That's the great thing about the internet. We no longer have to depend on the gate-keepers to decide what information we're going to be told. Instead, you can go here and search through the hacked emails etc. yourself. So I had a go with a few key word searches. I found an email exchange between journalist Robert Matthews, the science correspondent with The Sunday Telegraph, and Professor Michael E. Mann. Matthews' email is polite and reasonable.
I'm putting together a piece on global warming, and I'll be making reference to your paper in Geophysical Research Letters with Prof Jones on "Global surface temperatures over the past two millennia"...
He describes some criticisms that were made about the paper (including an internet link), and then asks
I'd be very interested to include your rebuttals to these arguments in the piece I'm doing. I must admit to being confused by why proxy data should be compared to instrumental data for the last part of the data-set. Shouldn't the comparison be a consistent one throughout ? With many thanks for your patience with this.
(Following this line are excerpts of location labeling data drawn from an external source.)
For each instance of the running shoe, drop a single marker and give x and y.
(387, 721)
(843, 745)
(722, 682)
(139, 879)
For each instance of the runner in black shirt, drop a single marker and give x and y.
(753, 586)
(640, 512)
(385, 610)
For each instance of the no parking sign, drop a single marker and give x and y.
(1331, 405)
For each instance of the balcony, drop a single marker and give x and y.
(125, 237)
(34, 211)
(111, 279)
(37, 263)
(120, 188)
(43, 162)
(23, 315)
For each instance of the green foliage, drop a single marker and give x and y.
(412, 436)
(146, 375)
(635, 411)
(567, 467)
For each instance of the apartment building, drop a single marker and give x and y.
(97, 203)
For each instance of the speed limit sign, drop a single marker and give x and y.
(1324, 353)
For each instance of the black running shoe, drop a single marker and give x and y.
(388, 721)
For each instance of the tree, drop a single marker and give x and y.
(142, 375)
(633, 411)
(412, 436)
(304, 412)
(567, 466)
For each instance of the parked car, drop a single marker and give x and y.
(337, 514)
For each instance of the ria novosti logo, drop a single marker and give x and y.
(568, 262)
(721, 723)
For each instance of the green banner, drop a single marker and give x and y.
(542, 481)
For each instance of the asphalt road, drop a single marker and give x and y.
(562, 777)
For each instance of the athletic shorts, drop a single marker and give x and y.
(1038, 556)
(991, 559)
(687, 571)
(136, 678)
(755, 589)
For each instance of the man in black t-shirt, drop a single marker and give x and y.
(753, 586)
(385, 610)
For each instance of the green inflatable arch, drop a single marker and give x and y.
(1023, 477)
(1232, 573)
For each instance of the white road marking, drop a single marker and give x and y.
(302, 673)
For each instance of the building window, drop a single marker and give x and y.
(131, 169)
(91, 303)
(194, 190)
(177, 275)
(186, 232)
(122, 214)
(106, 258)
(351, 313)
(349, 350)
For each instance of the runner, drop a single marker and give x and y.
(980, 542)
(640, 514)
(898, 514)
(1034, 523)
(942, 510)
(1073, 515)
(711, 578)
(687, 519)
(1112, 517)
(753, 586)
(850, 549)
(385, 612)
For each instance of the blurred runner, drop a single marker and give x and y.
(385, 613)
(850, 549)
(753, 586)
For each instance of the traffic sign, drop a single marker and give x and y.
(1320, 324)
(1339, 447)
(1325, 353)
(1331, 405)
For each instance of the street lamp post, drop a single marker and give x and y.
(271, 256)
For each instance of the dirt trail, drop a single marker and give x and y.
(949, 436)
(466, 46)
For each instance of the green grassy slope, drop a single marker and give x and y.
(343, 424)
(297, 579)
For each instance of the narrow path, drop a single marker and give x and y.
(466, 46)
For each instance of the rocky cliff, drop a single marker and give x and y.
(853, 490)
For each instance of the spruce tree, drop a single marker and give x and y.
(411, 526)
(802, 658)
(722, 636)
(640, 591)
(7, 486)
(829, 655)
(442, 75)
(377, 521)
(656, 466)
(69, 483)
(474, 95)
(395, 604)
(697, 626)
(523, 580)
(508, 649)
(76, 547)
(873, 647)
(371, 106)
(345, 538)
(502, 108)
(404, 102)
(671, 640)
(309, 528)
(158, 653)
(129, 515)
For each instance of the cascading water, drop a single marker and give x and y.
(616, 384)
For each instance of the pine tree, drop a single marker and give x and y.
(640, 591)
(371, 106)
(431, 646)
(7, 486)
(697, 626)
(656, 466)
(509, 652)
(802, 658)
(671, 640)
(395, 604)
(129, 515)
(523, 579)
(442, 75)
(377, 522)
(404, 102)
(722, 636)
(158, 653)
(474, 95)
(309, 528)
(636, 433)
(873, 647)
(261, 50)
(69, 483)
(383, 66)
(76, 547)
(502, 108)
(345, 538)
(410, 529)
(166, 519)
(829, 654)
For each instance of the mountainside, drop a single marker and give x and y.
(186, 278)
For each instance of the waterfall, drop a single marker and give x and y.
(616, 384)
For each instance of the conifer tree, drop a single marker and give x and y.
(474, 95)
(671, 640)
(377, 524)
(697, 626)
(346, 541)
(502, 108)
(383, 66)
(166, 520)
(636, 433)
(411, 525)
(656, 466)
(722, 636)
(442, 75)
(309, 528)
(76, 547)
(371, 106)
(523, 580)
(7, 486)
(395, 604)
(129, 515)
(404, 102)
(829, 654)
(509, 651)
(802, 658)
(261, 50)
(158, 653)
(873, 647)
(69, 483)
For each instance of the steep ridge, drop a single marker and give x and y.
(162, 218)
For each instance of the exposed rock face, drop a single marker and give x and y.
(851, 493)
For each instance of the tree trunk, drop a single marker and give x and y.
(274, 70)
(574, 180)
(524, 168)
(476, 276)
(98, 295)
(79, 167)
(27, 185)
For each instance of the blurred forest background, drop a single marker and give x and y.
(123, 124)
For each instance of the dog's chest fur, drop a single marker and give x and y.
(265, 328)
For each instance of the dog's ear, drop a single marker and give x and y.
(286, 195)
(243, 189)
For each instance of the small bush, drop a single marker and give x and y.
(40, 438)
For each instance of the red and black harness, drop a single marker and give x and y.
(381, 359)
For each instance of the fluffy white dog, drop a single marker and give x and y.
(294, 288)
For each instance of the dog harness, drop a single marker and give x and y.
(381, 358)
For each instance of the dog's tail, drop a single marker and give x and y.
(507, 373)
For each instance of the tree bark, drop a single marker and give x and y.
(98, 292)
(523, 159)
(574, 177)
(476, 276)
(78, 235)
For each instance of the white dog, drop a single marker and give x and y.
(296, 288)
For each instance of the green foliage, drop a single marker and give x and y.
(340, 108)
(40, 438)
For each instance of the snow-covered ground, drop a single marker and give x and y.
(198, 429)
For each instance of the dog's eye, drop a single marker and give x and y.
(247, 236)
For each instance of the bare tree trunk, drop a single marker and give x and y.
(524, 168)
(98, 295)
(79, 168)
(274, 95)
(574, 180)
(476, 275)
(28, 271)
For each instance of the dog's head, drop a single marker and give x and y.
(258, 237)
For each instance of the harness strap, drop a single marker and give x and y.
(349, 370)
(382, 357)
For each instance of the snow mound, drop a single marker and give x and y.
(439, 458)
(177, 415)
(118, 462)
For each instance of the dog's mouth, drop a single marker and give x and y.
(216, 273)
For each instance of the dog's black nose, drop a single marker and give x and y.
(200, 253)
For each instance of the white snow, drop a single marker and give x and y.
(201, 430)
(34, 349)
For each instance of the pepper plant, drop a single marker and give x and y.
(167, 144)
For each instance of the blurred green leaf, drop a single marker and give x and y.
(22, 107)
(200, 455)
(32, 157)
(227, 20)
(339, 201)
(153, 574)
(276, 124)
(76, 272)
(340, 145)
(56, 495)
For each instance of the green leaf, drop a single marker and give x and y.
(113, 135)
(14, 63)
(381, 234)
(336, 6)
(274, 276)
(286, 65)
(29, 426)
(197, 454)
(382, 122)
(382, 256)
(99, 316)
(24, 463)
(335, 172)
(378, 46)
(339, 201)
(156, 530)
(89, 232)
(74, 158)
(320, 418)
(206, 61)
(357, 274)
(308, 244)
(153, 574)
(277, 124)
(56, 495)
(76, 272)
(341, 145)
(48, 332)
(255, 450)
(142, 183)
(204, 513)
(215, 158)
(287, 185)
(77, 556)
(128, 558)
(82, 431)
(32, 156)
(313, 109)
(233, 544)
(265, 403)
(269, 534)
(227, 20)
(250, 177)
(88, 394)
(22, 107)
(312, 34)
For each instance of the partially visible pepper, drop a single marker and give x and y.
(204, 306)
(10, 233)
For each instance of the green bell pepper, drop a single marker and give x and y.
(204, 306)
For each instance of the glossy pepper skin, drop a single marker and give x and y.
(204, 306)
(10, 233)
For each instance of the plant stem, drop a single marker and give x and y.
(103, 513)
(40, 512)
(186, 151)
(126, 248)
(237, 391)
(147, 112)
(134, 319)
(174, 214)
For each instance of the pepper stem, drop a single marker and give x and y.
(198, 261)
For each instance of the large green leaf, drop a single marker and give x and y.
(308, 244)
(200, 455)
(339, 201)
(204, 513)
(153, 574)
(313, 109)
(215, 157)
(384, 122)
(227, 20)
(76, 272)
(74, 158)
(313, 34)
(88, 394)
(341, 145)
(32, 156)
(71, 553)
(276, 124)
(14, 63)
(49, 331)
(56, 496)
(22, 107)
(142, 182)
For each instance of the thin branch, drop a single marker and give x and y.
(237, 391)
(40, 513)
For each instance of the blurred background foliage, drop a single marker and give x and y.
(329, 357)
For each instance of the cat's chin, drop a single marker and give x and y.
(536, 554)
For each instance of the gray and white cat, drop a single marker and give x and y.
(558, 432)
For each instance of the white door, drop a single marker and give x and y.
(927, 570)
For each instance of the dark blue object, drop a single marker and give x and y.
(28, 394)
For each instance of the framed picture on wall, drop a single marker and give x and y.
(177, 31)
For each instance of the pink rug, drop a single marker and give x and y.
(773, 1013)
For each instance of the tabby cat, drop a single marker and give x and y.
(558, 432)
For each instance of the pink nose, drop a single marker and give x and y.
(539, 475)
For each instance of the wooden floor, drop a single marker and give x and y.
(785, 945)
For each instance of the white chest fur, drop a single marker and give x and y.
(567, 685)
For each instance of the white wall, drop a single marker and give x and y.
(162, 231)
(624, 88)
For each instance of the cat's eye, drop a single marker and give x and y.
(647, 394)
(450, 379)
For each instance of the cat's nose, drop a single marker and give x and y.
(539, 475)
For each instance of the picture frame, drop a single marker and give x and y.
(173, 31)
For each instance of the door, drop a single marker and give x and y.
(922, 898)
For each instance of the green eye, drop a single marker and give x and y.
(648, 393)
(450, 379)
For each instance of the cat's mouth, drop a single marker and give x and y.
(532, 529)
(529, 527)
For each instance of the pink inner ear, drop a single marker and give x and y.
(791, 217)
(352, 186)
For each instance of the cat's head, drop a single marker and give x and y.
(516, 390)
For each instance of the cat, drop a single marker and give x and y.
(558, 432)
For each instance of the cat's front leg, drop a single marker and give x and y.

Sounds perfectly reasonable, doesn't it? So, let's look at Professor Mann's response:
An objective reading of our manuscript would readily reveal that the comments you refer to are scurrilous. These comments have not been made by scientists in the peer-reviewed literature, but rather, on a website that, according to published accounts, is run by individuals sponsored by ExxonMobile corportation, hardly an objective source of information.
It's typical warmenist nonsense, and not at all the response of a scientist interested in objectivity. This part of the email starts with an attack without any attempt to actual establish anything ("it's obvious I'm right and people who attack me are idiots" doesn't classify as a reasoned response). Then there's a typical attack based on authority ("the criticism wasn't made by a cardinal of the church, and is therefore not worth considering") and goes on to another typical tactic, to belittle the criticism based on the fact that it is associated with oil money. ("The critics are funded by demons, and therefore we don't need to address their specific points.") Mann continues:
Owing to pressures on my time, I will not be able to respond to any further inquiries from you. Given your extremely poor past record of reporting on climate change issues, however, I will leave you with some final words. Professional journalists I am used to dealing with do not rely upon un-peer-reviewed claims off internet sites for their sources of information. They rely instead on peer-reviewed scientific research, and mainstream, rather than fringe, scientific opinion.
You're bad, you're unprofessional, and I'm not going to speak with you anymore. Nah nah nah. Not listening. Maybe if you started listening only to people who agree with me you might be worth talking to, but as long as you consort with heathens, get lost.
Yes. I do agree with Professor Michael E. Mann on one major point. It's not a good idea to trust people who show that they are not objective about things. Let's have a look at his website at Penn State. You'll see rapidly that all his work and funding depend on a belief in anthropogenic global warming. In short, without it, he'd be out of a job. Oh yeah ... he's also the guy behind the infamous and now thoroughly debunked hockey stick graph that Al Gore relied on for his movie. The graph that could only recently be proven to be nonsense because of determined efforts to keep the original data set hidden from critical inspection. Once that data finally did become available, it was shown that the hockey stick was created by cherry-picking the data to get the desired result. Oh yes ... I do agree with Professor Mann. Don't trust non-objective sources. As another British journalist wrote,
We “Global Warming Deniers” are often accused of ignoring the weight of scientific opinion. Well if the “science” on which they base their theories is as shoddy as Mann’s Hockey Stick, is it any wonder we think they’re talking cobblers?
Oh look ... a whole bunch of new hidden data has just been made public. To borrow Mann's term, I wonder how much more global warming alarmism is going to be shown to be scurrilous.